In the illustrated embodiment, the first yaw rate deviation magnitude ΔYr1 is greater than or equal to the second reference value K2 in steps 120 and 130, and the yaw rate Yr
When the reliability of 1 is low, the weight k (n) is set to 0,
Further, in steps 140 and 150, the magnitude ΔYr2 of the second yaw rate deviation is not less than the second reference value K2,
When the reliability of the yaw rate Yr2 is low, the weight k (n) is set to 1;
150 is omitted, and the yaw rate deviation magnitudes ΔYr1, Δ
The final yaw rate Yr may be modified so as to be calculated by the weighted average of the two yaw rate detection values Yr1 and Yr2 regardless of the magnitude of Yr2.

Further, in the illustrated embodiment, the weight k
(n) is calculated in step 160 by the smoothing process (moving average process) based on the current cycle weight k (n) and the previous cycle weight k (n-1). The rounding process of the weight k (n) may be omitted.

In the illustrated embodiment, the final yaw rate Yr is used for controlling the traveling motion of the vehicle, but the yaw rate detected by the yaw rate detecting device of the present invention is the auxiliary steering of the vehicle. It may be used for any control of the mobile, such as control of the device.

Further, in the illustrated embodiment, the yaw rate detecting device of the present invention is configured to detect the yaw rate of the vehicle, but the moving body to which the yaw rate detecting device of the present invention is applied is not limited to the vehicle. However, the yaw rate of the moving body may be estimated based on a motion parameter of the moving body other than the yaw rate, and the estimated yaw rate may be used as the reference yaw rate, and may be a ship, an aircraft, or the like.

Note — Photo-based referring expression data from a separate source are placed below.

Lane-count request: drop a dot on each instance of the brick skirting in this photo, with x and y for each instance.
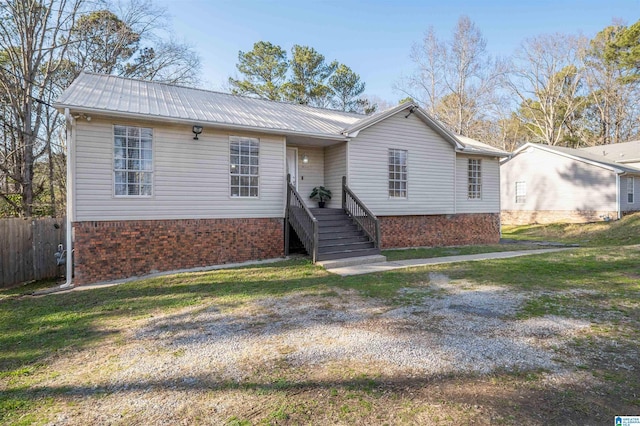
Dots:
(111, 250)
(527, 217)
(439, 230)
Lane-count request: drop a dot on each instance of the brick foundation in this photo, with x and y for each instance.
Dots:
(112, 250)
(527, 217)
(439, 230)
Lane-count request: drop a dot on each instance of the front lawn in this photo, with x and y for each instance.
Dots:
(543, 339)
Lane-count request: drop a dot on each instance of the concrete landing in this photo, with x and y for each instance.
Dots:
(367, 268)
(351, 261)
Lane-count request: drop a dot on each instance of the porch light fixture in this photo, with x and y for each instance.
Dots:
(411, 110)
(196, 131)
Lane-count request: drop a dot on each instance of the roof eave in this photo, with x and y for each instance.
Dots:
(467, 151)
(188, 121)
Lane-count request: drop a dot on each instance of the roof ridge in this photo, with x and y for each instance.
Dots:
(180, 86)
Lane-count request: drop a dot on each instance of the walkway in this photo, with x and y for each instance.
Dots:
(409, 263)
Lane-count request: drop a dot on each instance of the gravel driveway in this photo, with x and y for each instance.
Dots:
(440, 328)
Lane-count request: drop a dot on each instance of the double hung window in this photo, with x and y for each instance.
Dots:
(132, 161)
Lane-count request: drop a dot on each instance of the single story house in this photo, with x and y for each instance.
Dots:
(547, 184)
(625, 153)
(163, 178)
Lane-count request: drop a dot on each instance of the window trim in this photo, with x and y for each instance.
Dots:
(232, 139)
(150, 172)
(476, 194)
(406, 173)
(522, 198)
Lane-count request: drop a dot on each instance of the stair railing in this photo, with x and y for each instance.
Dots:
(363, 217)
(302, 221)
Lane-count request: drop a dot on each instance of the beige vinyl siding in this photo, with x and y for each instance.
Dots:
(311, 174)
(431, 163)
(490, 196)
(190, 178)
(625, 206)
(335, 166)
(557, 183)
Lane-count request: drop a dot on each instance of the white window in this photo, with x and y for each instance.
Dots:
(521, 192)
(244, 154)
(474, 173)
(132, 161)
(397, 173)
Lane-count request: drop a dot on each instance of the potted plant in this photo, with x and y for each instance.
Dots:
(321, 194)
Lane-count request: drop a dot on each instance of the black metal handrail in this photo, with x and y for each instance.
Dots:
(302, 221)
(363, 217)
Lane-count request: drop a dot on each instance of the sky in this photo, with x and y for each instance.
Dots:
(374, 38)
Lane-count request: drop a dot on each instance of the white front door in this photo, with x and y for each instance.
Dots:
(292, 165)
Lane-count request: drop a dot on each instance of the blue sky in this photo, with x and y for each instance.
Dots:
(374, 38)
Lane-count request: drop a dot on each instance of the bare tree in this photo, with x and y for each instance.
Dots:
(456, 80)
(613, 96)
(30, 37)
(546, 78)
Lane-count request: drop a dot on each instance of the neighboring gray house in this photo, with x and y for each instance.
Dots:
(146, 195)
(626, 153)
(546, 184)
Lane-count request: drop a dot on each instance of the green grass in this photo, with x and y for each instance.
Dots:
(620, 232)
(601, 280)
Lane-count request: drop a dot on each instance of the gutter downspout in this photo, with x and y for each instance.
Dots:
(70, 123)
(618, 207)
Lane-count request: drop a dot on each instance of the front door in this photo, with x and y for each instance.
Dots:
(292, 165)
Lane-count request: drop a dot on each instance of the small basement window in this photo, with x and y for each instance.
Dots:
(521, 192)
(132, 161)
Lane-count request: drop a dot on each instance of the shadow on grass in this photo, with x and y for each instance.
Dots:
(509, 398)
(34, 328)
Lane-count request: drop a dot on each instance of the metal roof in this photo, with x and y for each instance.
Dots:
(110, 95)
(582, 155)
(98, 93)
(617, 152)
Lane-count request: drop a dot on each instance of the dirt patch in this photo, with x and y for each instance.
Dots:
(450, 351)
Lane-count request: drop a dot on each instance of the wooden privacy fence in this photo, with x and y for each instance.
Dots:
(27, 248)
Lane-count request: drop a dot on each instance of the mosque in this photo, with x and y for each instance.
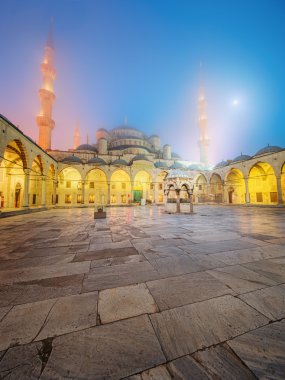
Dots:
(124, 166)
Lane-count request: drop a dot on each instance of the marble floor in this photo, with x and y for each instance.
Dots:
(143, 294)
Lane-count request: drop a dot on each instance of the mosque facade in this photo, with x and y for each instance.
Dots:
(124, 166)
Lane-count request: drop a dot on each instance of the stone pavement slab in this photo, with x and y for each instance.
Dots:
(249, 255)
(221, 362)
(106, 253)
(38, 290)
(22, 324)
(240, 279)
(22, 363)
(272, 268)
(262, 350)
(186, 368)
(125, 302)
(38, 273)
(186, 329)
(110, 351)
(182, 290)
(118, 275)
(269, 301)
(218, 246)
(70, 314)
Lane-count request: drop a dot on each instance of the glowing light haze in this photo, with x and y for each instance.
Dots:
(140, 59)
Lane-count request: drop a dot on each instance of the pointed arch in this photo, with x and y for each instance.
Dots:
(262, 184)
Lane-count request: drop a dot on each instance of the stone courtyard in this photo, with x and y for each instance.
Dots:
(143, 294)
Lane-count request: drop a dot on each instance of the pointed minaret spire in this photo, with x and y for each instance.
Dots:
(50, 41)
(203, 124)
(44, 119)
(76, 136)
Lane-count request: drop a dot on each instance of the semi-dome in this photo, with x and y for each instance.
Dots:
(241, 157)
(221, 164)
(97, 161)
(120, 162)
(72, 159)
(177, 165)
(177, 173)
(140, 157)
(161, 164)
(194, 167)
(87, 147)
(268, 149)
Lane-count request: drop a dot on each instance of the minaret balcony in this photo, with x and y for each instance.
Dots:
(45, 121)
(46, 94)
(46, 69)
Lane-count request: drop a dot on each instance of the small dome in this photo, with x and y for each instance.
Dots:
(161, 164)
(72, 159)
(177, 165)
(140, 157)
(194, 167)
(87, 147)
(120, 162)
(221, 164)
(97, 161)
(241, 157)
(177, 173)
(268, 149)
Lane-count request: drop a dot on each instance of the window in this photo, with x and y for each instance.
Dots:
(273, 197)
(67, 198)
(259, 197)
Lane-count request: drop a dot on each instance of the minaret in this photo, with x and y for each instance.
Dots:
(76, 136)
(203, 127)
(44, 119)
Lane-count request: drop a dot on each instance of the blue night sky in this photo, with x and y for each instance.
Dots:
(140, 59)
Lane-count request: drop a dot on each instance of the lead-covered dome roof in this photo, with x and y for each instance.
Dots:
(221, 164)
(97, 161)
(120, 162)
(269, 149)
(177, 173)
(87, 147)
(161, 164)
(241, 157)
(72, 159)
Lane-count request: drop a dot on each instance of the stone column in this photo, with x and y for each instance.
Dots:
(279, 190)
(54, 183)
(82, 192)
(109, 194)
(155, 193)
(247, 199)
(26, 188)
(132, 192)
(44, 191)
(177, 200)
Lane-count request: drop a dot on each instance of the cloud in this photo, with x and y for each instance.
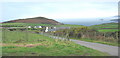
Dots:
(59, 0)
(59, 9)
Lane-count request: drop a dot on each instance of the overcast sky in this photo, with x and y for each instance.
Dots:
(60, 10)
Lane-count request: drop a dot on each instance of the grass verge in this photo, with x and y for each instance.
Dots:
(16, 44)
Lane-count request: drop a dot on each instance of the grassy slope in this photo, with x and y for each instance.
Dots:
(14, 45)
(98, 27)
(97, 41)
(106, 25)
(31, 24)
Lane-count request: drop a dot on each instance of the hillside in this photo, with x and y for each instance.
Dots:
(106, 27)
(39, 20)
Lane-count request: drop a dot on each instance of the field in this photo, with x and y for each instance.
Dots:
(107, 27)
(17, 43)
(31, 24)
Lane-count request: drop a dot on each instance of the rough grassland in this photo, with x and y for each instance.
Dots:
(15, 43)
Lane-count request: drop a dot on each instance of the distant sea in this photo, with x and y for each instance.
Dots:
(88, 23)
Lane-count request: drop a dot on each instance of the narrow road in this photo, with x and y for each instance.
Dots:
(112, 50)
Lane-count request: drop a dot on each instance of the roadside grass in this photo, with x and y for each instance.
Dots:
(98, 41)
(15, 44)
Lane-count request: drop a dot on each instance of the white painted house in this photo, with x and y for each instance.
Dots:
(39, 26)
(29, 27)
(46, 30)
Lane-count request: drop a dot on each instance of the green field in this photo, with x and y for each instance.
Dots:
(107, 27)
(17, 43)
(33, 24)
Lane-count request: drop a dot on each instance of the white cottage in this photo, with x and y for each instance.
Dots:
(46, 30)
(29, 27)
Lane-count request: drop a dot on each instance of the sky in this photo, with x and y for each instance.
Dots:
(59, 10)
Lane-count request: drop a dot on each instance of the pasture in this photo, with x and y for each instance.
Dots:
(22, 43)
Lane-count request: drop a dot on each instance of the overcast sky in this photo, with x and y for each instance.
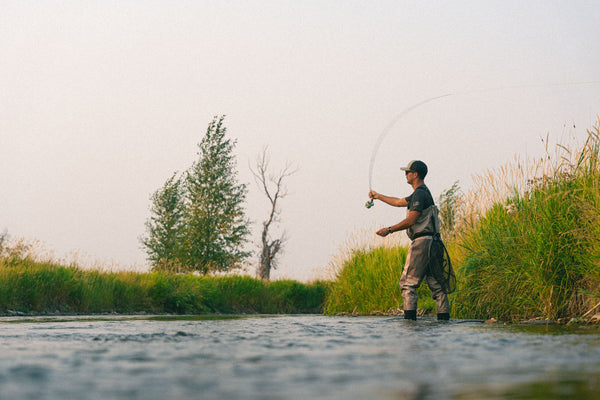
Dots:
(102, 101)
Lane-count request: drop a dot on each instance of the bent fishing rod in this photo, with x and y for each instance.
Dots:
(370, 203)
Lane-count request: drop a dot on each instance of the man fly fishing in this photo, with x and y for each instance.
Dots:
(422, 227)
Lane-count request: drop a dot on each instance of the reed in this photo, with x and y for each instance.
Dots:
(366, 277)
(527, 245)
(33, 287)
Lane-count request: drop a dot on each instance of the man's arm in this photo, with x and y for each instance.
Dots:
(392, 201)
(406, 223)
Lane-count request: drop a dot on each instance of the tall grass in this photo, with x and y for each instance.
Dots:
(33, 287)
(366, 280)
(528, 240)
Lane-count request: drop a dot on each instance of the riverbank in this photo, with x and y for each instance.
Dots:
(39, 288)
(524, 244)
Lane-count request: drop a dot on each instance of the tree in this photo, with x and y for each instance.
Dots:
(449, 201)
(270, 247)
(198, 221)
(216, 228)
(165, 226)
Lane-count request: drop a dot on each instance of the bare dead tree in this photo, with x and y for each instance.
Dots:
(274, 188)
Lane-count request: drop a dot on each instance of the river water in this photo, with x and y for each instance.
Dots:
(293, 357)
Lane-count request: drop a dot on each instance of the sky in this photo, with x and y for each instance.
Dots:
(102, 101)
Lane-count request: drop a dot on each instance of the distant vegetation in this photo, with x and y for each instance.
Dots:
(198, 220)
(29, 286)
(525, 243)
(535, 252)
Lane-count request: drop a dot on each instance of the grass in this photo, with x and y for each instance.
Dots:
(534, 253)
(33, 287)
(367, 282)
(525, 243)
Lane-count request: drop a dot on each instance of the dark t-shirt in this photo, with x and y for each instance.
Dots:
(420, 199)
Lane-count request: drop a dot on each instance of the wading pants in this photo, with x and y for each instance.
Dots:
(415, 270)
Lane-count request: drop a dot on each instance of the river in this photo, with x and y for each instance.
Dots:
(293, 357)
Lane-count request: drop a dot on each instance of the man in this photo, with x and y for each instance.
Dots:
(420, 224)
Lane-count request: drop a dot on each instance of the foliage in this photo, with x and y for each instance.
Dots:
(32, 287)
(164, 238)
(198, 222)
(368, 282)
(536, 254)
(448, 201)
(215, 225)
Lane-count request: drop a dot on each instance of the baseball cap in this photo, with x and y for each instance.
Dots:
(416, 166)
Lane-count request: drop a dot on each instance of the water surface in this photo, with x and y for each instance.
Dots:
(293, 357)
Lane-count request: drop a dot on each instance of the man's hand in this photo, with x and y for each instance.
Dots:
(383, 232)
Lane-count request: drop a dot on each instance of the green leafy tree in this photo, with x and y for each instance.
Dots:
(198, 221)
(164, 228)
(216, 227)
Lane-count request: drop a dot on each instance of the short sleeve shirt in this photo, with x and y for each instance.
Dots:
(420, 199)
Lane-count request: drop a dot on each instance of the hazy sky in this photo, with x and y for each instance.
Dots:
(102, 101)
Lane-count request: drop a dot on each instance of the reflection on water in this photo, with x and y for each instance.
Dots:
(293, 357)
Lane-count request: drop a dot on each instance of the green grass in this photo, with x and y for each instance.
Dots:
(536, 254)
(32, 287)
(525, 243)
(368, 282)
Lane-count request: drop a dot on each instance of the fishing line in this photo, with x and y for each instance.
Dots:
(397, 118)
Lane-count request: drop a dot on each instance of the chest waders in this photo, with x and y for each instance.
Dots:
(424, 235)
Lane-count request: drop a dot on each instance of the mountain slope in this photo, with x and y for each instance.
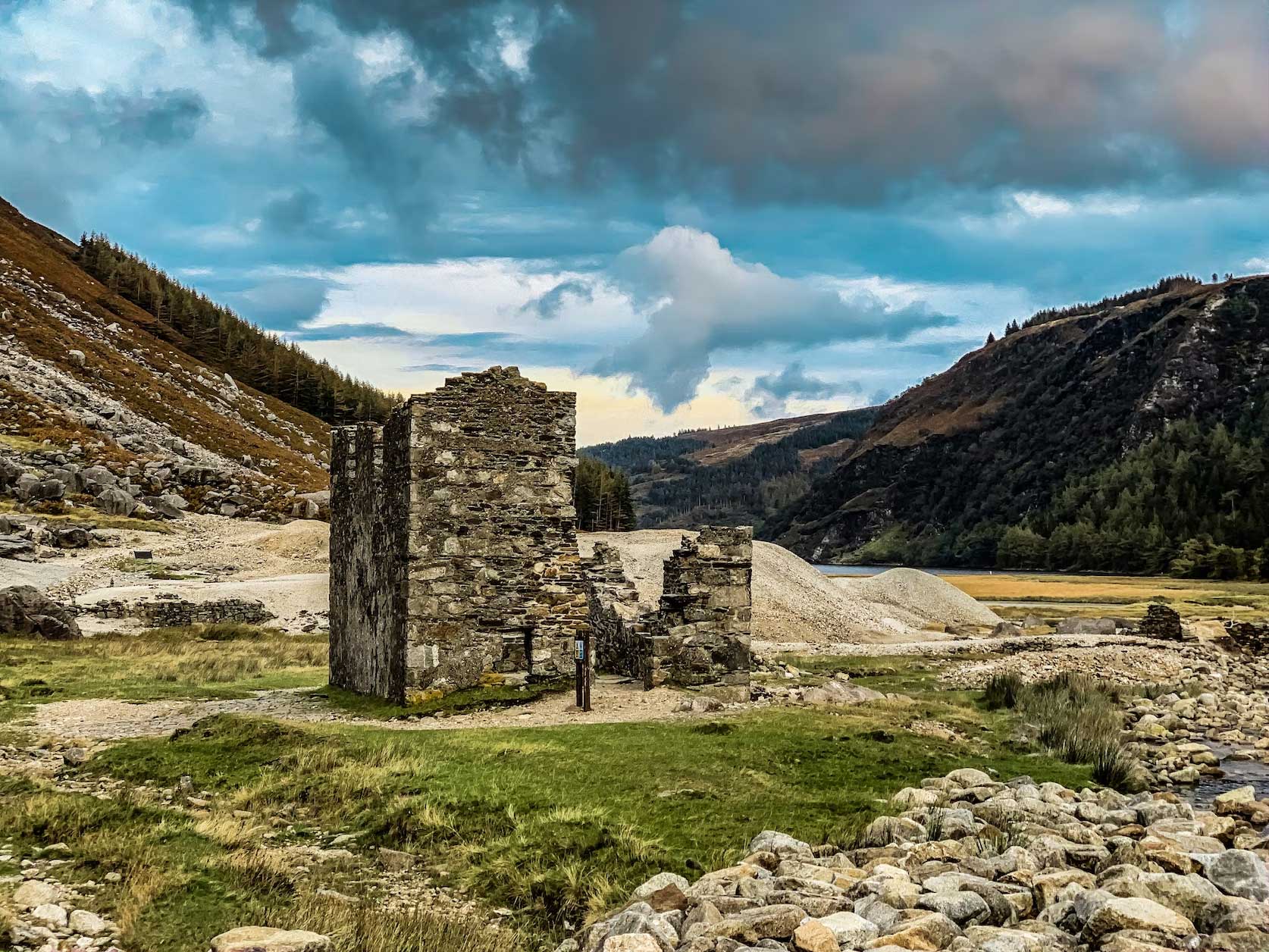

[Brief description of drawings]

FIG. 1 is a schematic configuration diagram showing a preferred embodiment of a yaw rate detecting device according to the present invention applied to a vehicle.

FIG. 2 is a flowchart showing a yaw rate detection control routine in the illustrated embodiment.

[Explanation of symbols]

10FR-10RL ... Wheels 20 ... Braking device 28 ... Master cylinder 30 ... Electronic control unit 32FR to 32RL ... Wheel speed sensor 34 ... Steering angle sensor 36 ... First yaw rate sensor 38 ... Second yaw rate sensor 40 ... Lateral acceleration sensor

─────────────────────────────────────────────────── ─── Continuation of front page (51) Int.Cl. ⁷ Identification code FI theme code (reference) B62D 137: 00 G01P 15/00 J

Claims (5)

[Claims] 1. A yaw rate detecting device for detecting a yaw rate of a moving body by using two yaw rate sensors, a means for calculating a reference yaw rate of the moving body based on a motion state of the moving body, and the two yaw rates. Means for calculating two deviations between the two yaw rate detection values by the sensor and the reference yaw rate, and one yaw rate detection value corresponding to the smaller one of the two deviations compared to the other yaw rate detection value. And a means for calculating a final yaw rate on the basis of the two yaw rate detection values so that the yaw rate detection apparatus has a large yaw rate. 2. The means for calculating the final yaw rate is configured to increase the weight for the one yaw rate detection value in comparison with the weight for the other yaw rate detection value and weight average the two yaw rate detection values. The yaw rate detection device according to claim 1, wherein the yaw rate detection device is a yaw rate detection device. 3. The yaw rate detecting device according to claim 1, wherein the means for calculating the reference yaw rate of the moving body calculates the reference yaw rate based on the lateral acceleration of the moving body. 4. The moving body has a steering device, and the means for calculating the reference yaw rate of the moving body calculates the reference yaw rate based on the steering angle of the steering device. The yaw rate detection device described in 1. 5. The moving body has a steering device, and the means for calculating the reference yaw rate of the moving body determines the reference yaw rate based on the lateral acceleration of the moving body when the lateral acceleration of the moving body is large. The reference yaw rate is calculated based on the steering angle of the steering device when the lateral acceleration of the moving body is small.
The yaw rate detection device described in 1.